時折、斎藤さんの木刀が脇腹や足へと当たり痛みが身体中に走っていき、その場で崩れ落ちそうになるが何とか耐えた。
座ってはいけない、相手の攻撃をちゃんと見る、相手に攻撃が悟られないようにする。
痛みに耐えて、殺されないようにしなければと、私は唇を噛み締めながら斎藤さんとの打ち合いの稽古を続けた。
「……今日はここまでだ」
「あ、あり……ありがとう、ございました……」
その場で私は思わず座り込んでしまった。
足はガクガクと震えて、息切れしながらなんとか息を吸って、息切れを落ち着かせようとする。
「大丈夫か、雪村」
「は、はい…」
「だいぶ、剣術の腕が上がってきている。あんたは、覚えが早いんだな」
「ほ、本当ですか?」
「ああ。俺は、嘘はつかない」
斎藤さんはそう褒めてくれながら、座り込んだ私へと手を差し伸べてくれた。
なんとか震える手を伸ばして、斎藤さんの手を掴み立ち上がると、斎藤さんはヨロヨロとした私を支えながら歩き、縁側に座らせてくれる。

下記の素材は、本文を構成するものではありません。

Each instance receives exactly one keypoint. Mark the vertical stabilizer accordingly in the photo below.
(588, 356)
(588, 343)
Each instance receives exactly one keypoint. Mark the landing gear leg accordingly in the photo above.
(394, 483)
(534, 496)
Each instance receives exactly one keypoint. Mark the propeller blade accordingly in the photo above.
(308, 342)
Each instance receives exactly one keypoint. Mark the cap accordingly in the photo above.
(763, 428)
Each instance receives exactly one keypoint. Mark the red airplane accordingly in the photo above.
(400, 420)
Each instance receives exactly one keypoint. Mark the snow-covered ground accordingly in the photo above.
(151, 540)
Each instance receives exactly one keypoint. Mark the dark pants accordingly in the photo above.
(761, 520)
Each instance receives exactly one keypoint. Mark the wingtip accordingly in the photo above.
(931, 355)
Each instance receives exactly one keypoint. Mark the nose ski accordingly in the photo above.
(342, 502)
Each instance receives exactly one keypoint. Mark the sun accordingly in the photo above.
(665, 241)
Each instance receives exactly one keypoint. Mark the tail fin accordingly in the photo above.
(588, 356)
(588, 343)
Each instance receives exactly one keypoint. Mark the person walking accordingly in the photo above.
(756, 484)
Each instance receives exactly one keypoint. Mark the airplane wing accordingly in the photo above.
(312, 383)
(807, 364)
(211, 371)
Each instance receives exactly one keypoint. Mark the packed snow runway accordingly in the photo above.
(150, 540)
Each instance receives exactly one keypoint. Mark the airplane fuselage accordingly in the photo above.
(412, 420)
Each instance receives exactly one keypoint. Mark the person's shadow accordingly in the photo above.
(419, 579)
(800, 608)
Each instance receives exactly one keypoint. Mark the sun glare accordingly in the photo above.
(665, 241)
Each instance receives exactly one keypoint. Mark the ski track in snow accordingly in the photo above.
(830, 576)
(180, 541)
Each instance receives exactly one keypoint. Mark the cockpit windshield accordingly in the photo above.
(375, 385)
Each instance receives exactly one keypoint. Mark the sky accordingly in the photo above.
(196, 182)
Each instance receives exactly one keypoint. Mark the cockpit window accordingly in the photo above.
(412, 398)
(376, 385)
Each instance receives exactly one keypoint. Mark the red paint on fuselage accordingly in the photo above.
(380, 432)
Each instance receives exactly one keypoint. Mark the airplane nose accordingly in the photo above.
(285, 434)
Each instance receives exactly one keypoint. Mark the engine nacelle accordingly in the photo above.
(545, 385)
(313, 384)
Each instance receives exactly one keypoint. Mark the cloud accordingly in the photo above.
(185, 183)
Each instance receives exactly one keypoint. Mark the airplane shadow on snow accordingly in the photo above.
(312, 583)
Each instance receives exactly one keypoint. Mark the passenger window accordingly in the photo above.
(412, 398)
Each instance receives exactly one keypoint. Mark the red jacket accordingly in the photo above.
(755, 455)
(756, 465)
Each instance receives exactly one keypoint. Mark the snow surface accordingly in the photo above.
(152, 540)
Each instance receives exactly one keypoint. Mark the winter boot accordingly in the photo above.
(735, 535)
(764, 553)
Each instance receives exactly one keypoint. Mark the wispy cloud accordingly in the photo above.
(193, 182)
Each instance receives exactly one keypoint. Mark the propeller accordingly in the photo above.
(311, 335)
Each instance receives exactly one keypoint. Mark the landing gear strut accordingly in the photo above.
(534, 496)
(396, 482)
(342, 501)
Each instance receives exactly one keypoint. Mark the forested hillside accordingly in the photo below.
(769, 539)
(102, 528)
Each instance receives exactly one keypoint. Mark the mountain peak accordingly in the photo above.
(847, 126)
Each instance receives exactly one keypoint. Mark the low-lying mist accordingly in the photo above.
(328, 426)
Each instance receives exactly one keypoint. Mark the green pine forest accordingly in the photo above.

「一つ聞きたいが……あんたは、どうしてそこまでして強くなりたい?」
隣に腰掛けた斎藤さんは、私の目を真っ直ぐにみながらそう聞いてきた。
まるで、私の奥底の本心を探るかのような目を向けてきながら。
「千鶴を、守りたいからです。大切な人を、失わないようにしたいから、強くなりたいです」
真っ直ぐに斎藤さんの目を見返せば、彼は目を伏せながら小さく笑う。
「そうか。本当に大切に思っているのだな、姉を」
「はい」
「そうか。そこまであんたに大切に思われている姉は、幸せ者だな。では、俺はもう部屋に戻る。あんたも戻ってゆっくり休め」
「はい。ありがとうございました、斎藤さん!」
歩いて去っていく斎藤さんを見送ると、私は木刀を手にして立ち上がる。
斎藤さんにはゆっくり休めと言われたが、私はまだゆっくり休もうとは思えなかった。